Bahari’s arrest came as the Iranian government cracked down after scattered protests on Saturday turned violent. According to Iranian state TV at least 10 people were killed and over 100 injured as supporters of opposition candidate Mir Hossein Mousavi took to the streets to protest the legitimacy of the results of the presidential vote. Other estimates put the death toll as high as 19. The government had refused to issue any permits for the protest and deployed thousands of riot police and paramilitaries to prevent demonstrators from gathering. Authorities said that several family members of a powerful Mousavi supporter, Ayatollah Ali Akbar Hashemi Rafsanjani, were also arrested for taking part in the protests, although they were later released.
Bahari is a well known figure in Iran. In addition to writing for NEWSWEEK, he is a documentary filmmaker, with at least 10 films to his credit, and a playwright. His movie Along Came a Spider, about a serial killer who was murdering prostitutes in the holy city of Mashad, was the first Iranian documentary to be aired on HBO. He is active in the Iranian Documentary Filmmakers Association, and has worked closely with young Iranians who aspire to be filmmakers. In 2008, 10 films he made with young Iranians aired on the BBC World Service.

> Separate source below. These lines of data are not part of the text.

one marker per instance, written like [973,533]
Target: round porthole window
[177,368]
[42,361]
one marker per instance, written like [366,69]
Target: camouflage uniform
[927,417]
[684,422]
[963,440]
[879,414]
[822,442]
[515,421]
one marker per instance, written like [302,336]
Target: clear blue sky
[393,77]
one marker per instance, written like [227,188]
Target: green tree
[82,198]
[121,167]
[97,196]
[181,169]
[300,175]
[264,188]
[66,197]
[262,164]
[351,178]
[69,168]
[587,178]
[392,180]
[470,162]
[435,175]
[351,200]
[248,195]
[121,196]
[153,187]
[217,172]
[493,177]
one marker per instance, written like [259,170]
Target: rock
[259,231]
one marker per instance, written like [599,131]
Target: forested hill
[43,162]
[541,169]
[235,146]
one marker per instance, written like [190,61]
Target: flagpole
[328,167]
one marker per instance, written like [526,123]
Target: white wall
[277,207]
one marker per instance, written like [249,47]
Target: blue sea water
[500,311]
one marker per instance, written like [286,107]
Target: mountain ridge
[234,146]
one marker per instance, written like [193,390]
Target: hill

The year before, the International Documentary Film Festival in Amsterdam organized a retrospective of his work.
For a NEWSWEEK package on Iran earlier this year, Bahari contributed several video profiles of ordinary Iranians.
Bahari is also one of the only filmmakers to work in Iraq since the U.S. invasion in 2003. His films have covered subjects as varied as Grand Ayatollah Ali Sistani and Shiite cleric Moqtada al-Sadr, and his work on the difficulties faced by journalists in Iraq has been especially well regarded.
The Harvard Film Archives had this to say about Bahari’s work: “In a country known for neorealist fiction films that focus on small events in the lives of individuals, the work of Iranian director Maziar Bahari is somewhat anomalous. Employing a traditional documentary style to explore more far-reaching cultural events, Bahari’s films provide a glimpse inside contemporary Iranian culture as they reveal the human element behind the headlines and capture cultural truths through the lens of individual experience. Representing a new generation of young Iranian filmmakers, Bahari’s trenchant looks at social issues in his country have brought both controversy and international acclaim.”
He moved to Canada in 1988 to study film and political science and graduated with a degree in Communications at Concordia University Montreal, before returning to Iran to work as a journalist. His first films were made in Canada and he has a home in Toronto. His mother had a simple plea for the Iranian authorities: “I just want Maziar to come home,” she said on Sunday night. “I just want my son back.”